Street Sense loves the Churchill Downs track and no one
knows if he will like Pimlico. He also loves the rail;
there are likely to be seven riders seeing that he does
not get it. He will be starting from the outside post, so
they may not have to work too hard to see that he stays
outside.

 On the other hand, Hard Spun, who set all the fractions
except the most important one in the Kentucky derby, is
likely to have company on the lead from King of the Roxy,
who did not race at Churchill Downs but has a sprinter’s
pedigree and could not hold off Tiago in the stretch of
the Santa Anita Derby.

 D. Wayne Lukas, who has trained five Preakness winners,
four more than the other seven trainers combined, has
Flying First Class in after he won the Derby Trial Stakes
three weeks ago. But Curlin, who finished third in the
Derby, had earlier trounced Flying First Class both in the
Rebel Stakes and Arkansas Derby at Oaklawn Park.

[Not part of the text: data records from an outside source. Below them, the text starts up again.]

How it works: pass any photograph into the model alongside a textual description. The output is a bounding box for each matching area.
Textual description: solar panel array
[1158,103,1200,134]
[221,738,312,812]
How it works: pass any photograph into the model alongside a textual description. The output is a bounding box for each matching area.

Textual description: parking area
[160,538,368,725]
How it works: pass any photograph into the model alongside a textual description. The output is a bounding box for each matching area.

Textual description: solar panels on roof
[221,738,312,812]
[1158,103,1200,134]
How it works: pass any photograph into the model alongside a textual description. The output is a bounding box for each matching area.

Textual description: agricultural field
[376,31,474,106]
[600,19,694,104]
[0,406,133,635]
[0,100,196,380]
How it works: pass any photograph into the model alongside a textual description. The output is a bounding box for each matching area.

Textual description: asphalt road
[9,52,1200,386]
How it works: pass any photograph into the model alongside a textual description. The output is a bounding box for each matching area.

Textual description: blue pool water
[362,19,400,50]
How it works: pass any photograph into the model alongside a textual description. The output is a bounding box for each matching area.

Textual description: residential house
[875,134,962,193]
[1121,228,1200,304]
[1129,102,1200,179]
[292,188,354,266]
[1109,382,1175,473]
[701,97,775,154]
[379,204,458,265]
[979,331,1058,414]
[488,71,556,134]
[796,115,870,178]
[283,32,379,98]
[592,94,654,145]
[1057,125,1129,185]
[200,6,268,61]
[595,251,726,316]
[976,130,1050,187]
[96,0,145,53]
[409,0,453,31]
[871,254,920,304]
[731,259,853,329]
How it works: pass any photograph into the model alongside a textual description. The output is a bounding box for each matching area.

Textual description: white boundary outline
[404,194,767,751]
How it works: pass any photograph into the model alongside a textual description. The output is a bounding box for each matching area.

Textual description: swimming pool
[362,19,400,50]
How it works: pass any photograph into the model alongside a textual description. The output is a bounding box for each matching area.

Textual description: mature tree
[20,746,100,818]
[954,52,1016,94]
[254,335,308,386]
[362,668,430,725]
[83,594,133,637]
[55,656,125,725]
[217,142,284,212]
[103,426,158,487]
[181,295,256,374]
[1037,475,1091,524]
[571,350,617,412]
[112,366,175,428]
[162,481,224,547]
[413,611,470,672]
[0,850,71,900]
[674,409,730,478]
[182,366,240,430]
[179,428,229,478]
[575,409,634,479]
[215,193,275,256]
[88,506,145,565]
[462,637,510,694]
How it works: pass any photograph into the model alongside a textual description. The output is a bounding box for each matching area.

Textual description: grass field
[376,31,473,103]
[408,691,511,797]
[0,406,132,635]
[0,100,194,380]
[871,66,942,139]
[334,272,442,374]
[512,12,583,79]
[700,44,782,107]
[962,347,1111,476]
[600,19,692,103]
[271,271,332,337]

 And Curlin, who had a less than lucky trip in the Kentucky
Derby, was one of the few horses accelerating at the end.
He is still the greenest horse in the Preakness field, but
will not have nearly the traffic to contend with and in
the first three races of his life, which all had fields of
ten or less, simply annihilated his competition.

 I did some pedigree checking, and Street Sense traces back
to Man o’ War through his dam Bedazzle, while Curlin
traces back to War Admiral and Man o’ War through his dam
Sheriff’s Deputy.

 For no other reasons than that Curlin has a physique
resembling Man o’ War’s, and I think he learned a few
things in the Derby, I am picking him for the Preakness.
I would be very happy, however, to see Street Sense win,
and as always, just hope the contestants make it safely
around the track and back to their barns.